Vrai ! Plutôt la mort, la belle mort d'un seul coup sur le champ de bataille. Mais cela ! Il vaut mieux ne pas y songer, ...
Depuis le 10 avril, Emile Moureu est à Joinville-le-Pont, élève-aspirant à l'École d'Instruction Militaire des officiers. Ses lettres à sa soeur et à ses parents font le récit de son quotidien militaire et, lors des moments de loisir et de temps libre, de ses visites à Paris et ses environs.
Samedi, 17.
Bien chère maman,
Je viens de recevoir votre lettre, et c'est sur l'impression triste qu'elle m'a laissé, que j'y réponds.
Je sens qu'à la maison, on est plutôt triste, et en effet la nouvelle des affreuses blessures subies par ce pauvre St Jean, est de nature à attrister et à décourager. Vrai ! Plutôt la mort, la belle mort d'un seul coup sur le champ de bataille. Mais cela ! Il vaut mieux ne pas y songer, et heureusement pour nous, ces images sont vite chassées.
Quand à Pierre, maman, je suis de ton avis. Sûrement, une épidémie a frappé son camp, et ce pourrait bien être la scarlatine, d'après ce que je vois chez nous, et d'après les vagues renseignements qu'il donne : Il faut en effet d'abord 40 jours de lit, et ensuite de la convalescence pour s'en rétablir. Rassure-toi, d'ailleurs, puisqu'il commence à se rétablir. Les forces reviennent lentement, mais elles reviennent. J'ai quelques camarades qui l'ont eu tout au début, et qui sont revenus de l'hôpital il y a quelques jours à peine, encore bien faibles !
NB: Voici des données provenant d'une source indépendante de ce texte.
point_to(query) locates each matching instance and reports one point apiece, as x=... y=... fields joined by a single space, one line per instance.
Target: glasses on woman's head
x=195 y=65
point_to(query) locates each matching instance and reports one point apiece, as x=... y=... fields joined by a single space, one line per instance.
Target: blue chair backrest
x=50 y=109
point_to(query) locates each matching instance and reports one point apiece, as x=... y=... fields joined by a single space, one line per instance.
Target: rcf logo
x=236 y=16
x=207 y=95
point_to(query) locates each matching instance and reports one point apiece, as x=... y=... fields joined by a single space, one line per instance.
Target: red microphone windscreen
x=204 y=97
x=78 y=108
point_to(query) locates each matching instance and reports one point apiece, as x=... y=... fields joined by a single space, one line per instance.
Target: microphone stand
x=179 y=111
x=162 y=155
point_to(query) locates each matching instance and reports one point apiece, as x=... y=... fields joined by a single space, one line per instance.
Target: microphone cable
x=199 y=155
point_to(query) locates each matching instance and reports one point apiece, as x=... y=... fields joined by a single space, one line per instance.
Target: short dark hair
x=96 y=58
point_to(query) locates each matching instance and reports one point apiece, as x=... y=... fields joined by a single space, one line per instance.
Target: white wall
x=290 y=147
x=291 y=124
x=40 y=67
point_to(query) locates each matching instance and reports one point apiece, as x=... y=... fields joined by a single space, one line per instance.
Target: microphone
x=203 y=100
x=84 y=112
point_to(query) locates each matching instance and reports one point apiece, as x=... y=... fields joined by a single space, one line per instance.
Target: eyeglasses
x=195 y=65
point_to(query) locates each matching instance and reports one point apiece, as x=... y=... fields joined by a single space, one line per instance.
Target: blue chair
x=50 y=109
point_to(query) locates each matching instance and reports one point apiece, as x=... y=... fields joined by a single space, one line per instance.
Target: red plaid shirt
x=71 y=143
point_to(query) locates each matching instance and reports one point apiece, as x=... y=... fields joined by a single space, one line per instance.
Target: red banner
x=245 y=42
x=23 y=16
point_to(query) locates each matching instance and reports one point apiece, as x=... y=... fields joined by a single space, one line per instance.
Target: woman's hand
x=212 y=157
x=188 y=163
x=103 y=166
Ici, la vie continue normale, et les jours coulent, parfois très rapidement, longuement d'autres fois. On vient de nous lire officiellement que l'examen commencera le 16 août, et que d'après les notes de l'examen, on sortira ou aspirant, ou simple soldat. La perspective est douce pour les 50 ou 60 % qui rejoindront le dépôt en qualité de simple soldat. Mais, on ne s'en fait pas pour si peu. Si on n'a pas de galons, la responsabilité sera moins grande. On ne devra veiller qu'à sa peau, et non à la peau de cinquante poilus qui ont déjà 5 ou 6 mois de tranchées. On parle aussi de 8 jours donnés après l'examen pour aller chez soi. C'est le meilleur de l'affaire, et il me tarde.
Adieu, chère maman, papa, soeurette, mes meilleurs baisers de fils aimant et dévoué, Emile.